Impressing and outstanding. Different and unique. Particular and herself. These are some words that come in my mind when I think of Louise Lecavalier who I was honored to see dancing on Friday night in the European Center of Arts Dresden „Hellerau“. How can a person have so much energy, express her story by an incomparable sharing dance and amaze me so much, that I was not able to close my mouth during her 65 minutes of dance?
How did she do that? No, she did not change her clothes all 10 minutes from rocker to sexy to colorful. She didn’t use props or songs that everybody knows. No. What she did was dancing her own choreography with a story that was easy to understand only when you are able to forget everything you know from show dance where music, costumes and smiling or sad faces reveal very clearly the story. Forget about all that and watch her dancing. Look at the scene: a square dance flooring which spends very clear borders which are crossed by the dancers from time to time with no caution and no hurry, just very naturally. And then you see the high wall at the and of the square flooring. But Battleground doesn’t care about walls. The two dancers use it as a very normal part of the stage and roll themselves over the floor using the wall as a welcome and simple part during their move.
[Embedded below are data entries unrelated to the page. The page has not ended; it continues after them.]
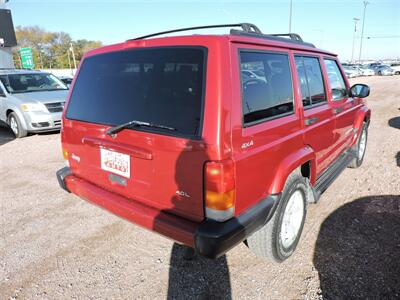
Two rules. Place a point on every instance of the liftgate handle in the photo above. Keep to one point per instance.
(311, 121)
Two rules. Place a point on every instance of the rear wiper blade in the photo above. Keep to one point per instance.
(113, 130)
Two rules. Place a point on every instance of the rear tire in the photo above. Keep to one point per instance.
(16, 125)
(360, 148)
(278, 239)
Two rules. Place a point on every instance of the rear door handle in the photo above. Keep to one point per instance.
(311, 121)
(337, 110)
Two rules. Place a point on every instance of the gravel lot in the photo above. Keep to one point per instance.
(55, 245)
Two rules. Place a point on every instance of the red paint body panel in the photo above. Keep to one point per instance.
(162, 165)
(164, 223)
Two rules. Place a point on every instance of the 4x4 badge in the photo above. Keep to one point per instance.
(182, 193)
(247, 145)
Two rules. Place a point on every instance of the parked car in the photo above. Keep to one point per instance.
(166, 135)
(365, 71)
(384, 70)
(66, 80)
(351, 72)
(31, 101)
(396, 68)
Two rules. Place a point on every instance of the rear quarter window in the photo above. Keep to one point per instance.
(268, 92)
(159, 85)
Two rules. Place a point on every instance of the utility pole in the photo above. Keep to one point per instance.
(362, 31)
(69, 63)
(73, 54)
(290, 16)
(354, 38)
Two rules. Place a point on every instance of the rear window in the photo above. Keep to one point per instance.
(158, 85)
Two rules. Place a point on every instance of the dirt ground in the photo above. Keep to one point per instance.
(56, 246)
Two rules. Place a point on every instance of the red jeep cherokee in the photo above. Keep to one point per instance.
(212, 140)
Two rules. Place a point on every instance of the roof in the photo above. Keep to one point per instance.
(18, 71)
(249, 34)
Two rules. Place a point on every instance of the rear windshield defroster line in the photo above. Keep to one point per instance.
(163, 85)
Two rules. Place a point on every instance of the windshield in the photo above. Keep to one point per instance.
(161, 86)
(37, 82)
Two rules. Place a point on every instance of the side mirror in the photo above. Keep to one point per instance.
(359, 90)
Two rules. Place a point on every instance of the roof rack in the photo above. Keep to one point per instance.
(247, 29)
(293, 38)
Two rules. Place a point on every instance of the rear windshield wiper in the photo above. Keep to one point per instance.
(113, 130)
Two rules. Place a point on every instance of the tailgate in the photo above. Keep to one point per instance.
(160, 166)
(160, 171)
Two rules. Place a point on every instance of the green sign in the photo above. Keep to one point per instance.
(26, 58)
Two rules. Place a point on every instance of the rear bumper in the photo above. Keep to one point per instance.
(208, 238)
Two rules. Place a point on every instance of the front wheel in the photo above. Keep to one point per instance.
(359, 148)
(278, 239)
(15, 125)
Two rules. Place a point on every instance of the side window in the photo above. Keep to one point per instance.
(301, 71)
(309, 71)
(336, 81)
(266, 86)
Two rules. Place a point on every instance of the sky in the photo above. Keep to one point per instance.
(328, 24)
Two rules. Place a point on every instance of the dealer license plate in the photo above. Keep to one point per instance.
(115, 162)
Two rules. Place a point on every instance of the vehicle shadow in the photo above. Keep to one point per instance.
(197, 278)
(394, 122)
(192, 276)
(6, 135)
(357, 250)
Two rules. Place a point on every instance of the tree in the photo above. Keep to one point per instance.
(51, 49)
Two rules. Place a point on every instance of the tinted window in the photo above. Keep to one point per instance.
(336, 81)
(311, 80)
(268, 92)
(160, 85)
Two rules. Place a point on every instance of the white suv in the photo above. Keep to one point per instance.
(31, 101)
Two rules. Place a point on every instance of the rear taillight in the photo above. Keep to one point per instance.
(220, 190)
(66, 156)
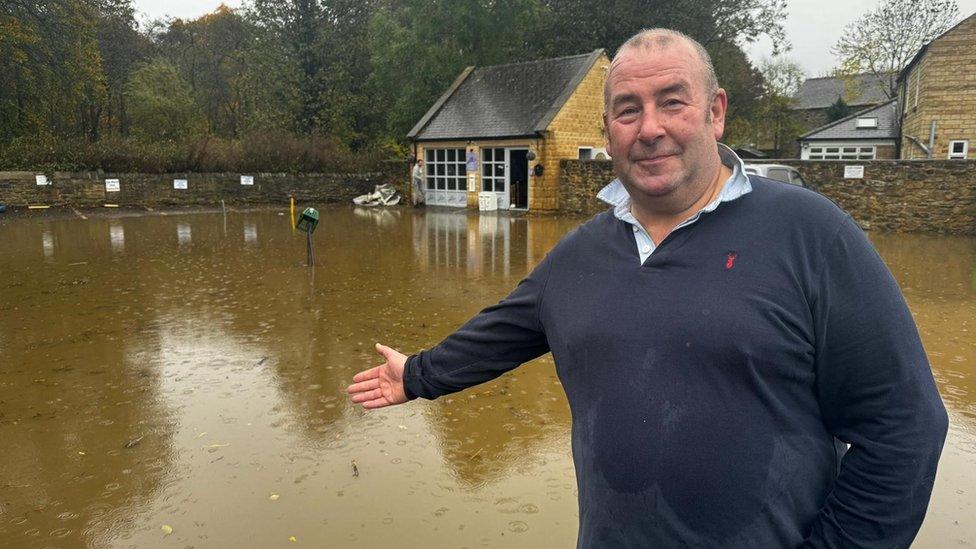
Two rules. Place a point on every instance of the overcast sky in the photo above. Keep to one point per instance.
(812, 26)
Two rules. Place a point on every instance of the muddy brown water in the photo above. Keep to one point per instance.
(178, 381)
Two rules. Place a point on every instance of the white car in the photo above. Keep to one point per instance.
(778, 172)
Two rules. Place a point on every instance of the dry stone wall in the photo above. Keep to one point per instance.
(936, 196)
(88, 189)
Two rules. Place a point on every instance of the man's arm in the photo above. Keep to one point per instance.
(876, 393)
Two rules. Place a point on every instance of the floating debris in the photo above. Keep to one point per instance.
(382, 195)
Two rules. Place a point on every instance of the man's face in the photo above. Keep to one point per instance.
(662, 126)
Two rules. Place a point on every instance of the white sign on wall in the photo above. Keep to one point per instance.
(853, 172)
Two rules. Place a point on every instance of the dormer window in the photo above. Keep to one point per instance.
(867, 123)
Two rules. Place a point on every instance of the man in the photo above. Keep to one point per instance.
(719, 338)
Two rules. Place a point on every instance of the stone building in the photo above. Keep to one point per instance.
(937, 91)
(499, 132)
(816, 95)
(871, 134)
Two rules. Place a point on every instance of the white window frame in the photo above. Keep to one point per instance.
(965, 149)
(835, 151)
(491, 179)
(444, 173)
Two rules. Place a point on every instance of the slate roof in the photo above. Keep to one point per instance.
(514, 100)
(846, 128)
(820, 93)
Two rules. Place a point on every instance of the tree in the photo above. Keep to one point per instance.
(838, 110)
(776, 123)
(577, 26)
(308, 69)
(209, 53)
(884, 40)
(418, 47)
(122, 49)
(50, 68)
(161, 105)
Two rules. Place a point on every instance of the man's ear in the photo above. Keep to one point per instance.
(720, 104)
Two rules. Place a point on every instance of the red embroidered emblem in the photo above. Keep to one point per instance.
(730, 260)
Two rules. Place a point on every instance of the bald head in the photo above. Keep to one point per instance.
(651, 40)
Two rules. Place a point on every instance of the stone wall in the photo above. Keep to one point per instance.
(87, 189)
(942, 87)
(937, 196)
(579, 123)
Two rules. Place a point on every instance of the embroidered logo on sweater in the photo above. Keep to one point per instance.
(730, 260)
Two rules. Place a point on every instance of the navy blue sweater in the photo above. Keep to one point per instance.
(707, 385)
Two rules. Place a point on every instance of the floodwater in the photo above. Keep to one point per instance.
(179, 381)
What I liked very much was the simple clothes of the three artists: the dancers Louise Lecavalier and Robert Abubo and the live DJ Antoine Berthiaume wore black. That helps to focus on the choreography, the incredible and fantastic light design show by Alain Lortie and great beat of the contemporary electronic live music – I should mention that Lecavalier’s dance company Fou glorieux (glorious madman) comes from Montreal – a capital for contemporary and nonstandard music. Montreal is a colorful, wild and open city with a very innovating art scene – and it is hometown and home of Louise Lecavalier.
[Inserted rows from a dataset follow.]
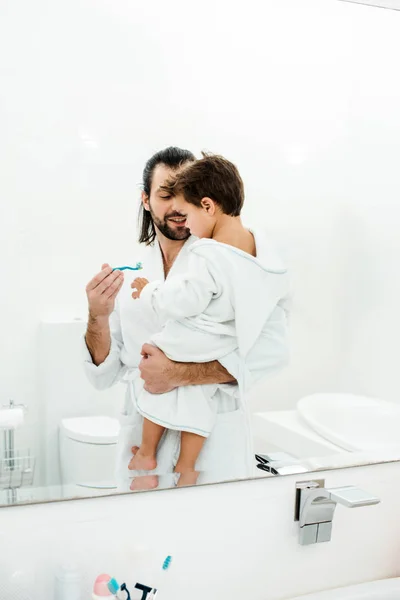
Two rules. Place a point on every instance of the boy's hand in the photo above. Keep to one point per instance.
(138, 284)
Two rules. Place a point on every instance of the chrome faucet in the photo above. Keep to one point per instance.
(316, 506)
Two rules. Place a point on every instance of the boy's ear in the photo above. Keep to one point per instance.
(209, 206)
(145, 201)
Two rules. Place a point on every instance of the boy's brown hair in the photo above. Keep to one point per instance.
(212, 177)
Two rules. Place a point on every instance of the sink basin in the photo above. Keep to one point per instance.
(385, 589)
(354, 423)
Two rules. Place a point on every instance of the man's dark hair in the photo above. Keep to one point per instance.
(171, 157)
(212, 177)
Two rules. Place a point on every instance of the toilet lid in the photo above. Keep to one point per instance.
(92, 430)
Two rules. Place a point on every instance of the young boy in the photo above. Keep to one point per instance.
(220, 305)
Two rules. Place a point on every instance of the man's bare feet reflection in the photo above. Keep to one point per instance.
(142, 482)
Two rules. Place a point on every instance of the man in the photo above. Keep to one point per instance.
(117, 332)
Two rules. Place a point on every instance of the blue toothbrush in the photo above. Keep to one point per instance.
(138, 267)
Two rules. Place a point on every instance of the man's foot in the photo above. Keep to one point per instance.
(145, 482)
(142, 461)
(188, 478)
(187, 475)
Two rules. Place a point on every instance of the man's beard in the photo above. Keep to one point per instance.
(181, 233)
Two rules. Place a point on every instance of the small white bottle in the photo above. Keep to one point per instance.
(68, 583)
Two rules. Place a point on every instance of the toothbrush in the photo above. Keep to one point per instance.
(165, 567)
(138, 267)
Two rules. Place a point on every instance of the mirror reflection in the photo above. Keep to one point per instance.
(201, 279)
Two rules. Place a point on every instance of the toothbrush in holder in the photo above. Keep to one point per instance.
(166, 565)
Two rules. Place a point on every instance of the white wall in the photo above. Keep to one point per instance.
(303, 96)
(231, 541)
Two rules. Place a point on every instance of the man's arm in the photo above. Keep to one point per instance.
(98, 339)
(161, 374)
(102, 343)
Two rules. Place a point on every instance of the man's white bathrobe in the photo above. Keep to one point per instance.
(227, 452)
(219, 306)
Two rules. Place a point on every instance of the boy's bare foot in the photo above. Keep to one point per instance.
(142, 461)
(145, 482)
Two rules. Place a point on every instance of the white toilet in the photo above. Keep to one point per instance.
(87, 454)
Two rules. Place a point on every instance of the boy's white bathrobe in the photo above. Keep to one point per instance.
(227, 451)
(219, 306)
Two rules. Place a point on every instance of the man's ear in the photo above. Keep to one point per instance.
(209, 206)
(145, 201)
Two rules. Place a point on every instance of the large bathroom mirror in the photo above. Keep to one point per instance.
(303, 97)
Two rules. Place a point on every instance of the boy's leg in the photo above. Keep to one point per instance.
(145, 458)
(191, 446)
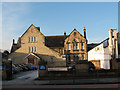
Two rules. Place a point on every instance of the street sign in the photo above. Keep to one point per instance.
(42, 67)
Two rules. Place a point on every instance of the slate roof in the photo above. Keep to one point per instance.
(93, 45)
(54, 41)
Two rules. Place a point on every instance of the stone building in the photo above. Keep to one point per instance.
(104, 54)
(57, 51)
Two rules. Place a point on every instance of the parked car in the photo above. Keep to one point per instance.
(71, 67)
(14, 70)
(33, 66)
(28, 66)
(19, 68)
(24, 67)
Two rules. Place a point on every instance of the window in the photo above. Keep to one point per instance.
(29, 49)
(68, 46)
(29, 39)
(32, 49)
(75, 46)
(82, 56)
(82, 45)
(69, 61)
(35, 49)
(32, 39)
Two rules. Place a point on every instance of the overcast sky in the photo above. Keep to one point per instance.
(57, 18)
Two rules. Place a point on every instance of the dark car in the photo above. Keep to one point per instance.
(91, 65)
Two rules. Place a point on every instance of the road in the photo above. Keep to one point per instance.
(26, 80)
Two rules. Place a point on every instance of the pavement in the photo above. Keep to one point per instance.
(28, 78)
Who is Louise Lecavalier? What should surprise everybody who saw her dancing is the fact that she was born in 1958. She grew up in Montreal in the Canadian Province Quebec. At the age of 15, she decided to become a dancer and became three years later part of the company Groupe Nouvelle Aire where she met the choreographer Édouard Lock. In 1981, they founded La La La Human Steps, travelled around the world with this dance company and became very popular. In 1990, Lecavalier played the leading female part in David Bowie’s music video Fame. In 2010, she was awarded the Order of Canada. Her first dance choreography So blue premiered in 2012 in Düsseldorf (Germany). Battleground premiered this month in the same city and was inspired by Italo Calvino’s Il cavaliere inesistente (1959; The Nonexisting Knight). She still lives with her family in Montreal. As Montréalaise, she speaks French and English, but has also very good other language skills as for example in German.
I was impressed by the dance style that was a bit provocative, but choreographed also with a lot of love for detail. The relationship between the two dancers is not comparable to anything else I have already seen: there was no forced romantic, no touches all along. They were a great team and developed romance in the respectful behavior towards each other. In the first quarter or third of the dance, Louise Lecavalier danced by herself. Then, Robert Abubo walked on her side in the square dance floor. Moves she had danced alone in the first part were later repeated together in a slightly amended version – it was wonderful to see that. One of my favorite parts was the farewell scene in the last five minutes which was still part of the dance; the dancers danced modified bows and imitated the coming backs on the stage – bowing – leaving – coming back – bowing etc. tradition – what I liked is that they did not dance it in a satirical comedian, but rather in a reflecting and unemotional way. I recommend everybody to watch a Louise Lecavalier choreography. It inspires you to break up with ordinariness.
Many thanks to the Government Representative Office of Québec and the European Center of Arts Dresden „Hellerau“ for the invitation to that wonderful evening with the artists Louise Lecavalier, Robert Abubo and Antoine Berthiaume.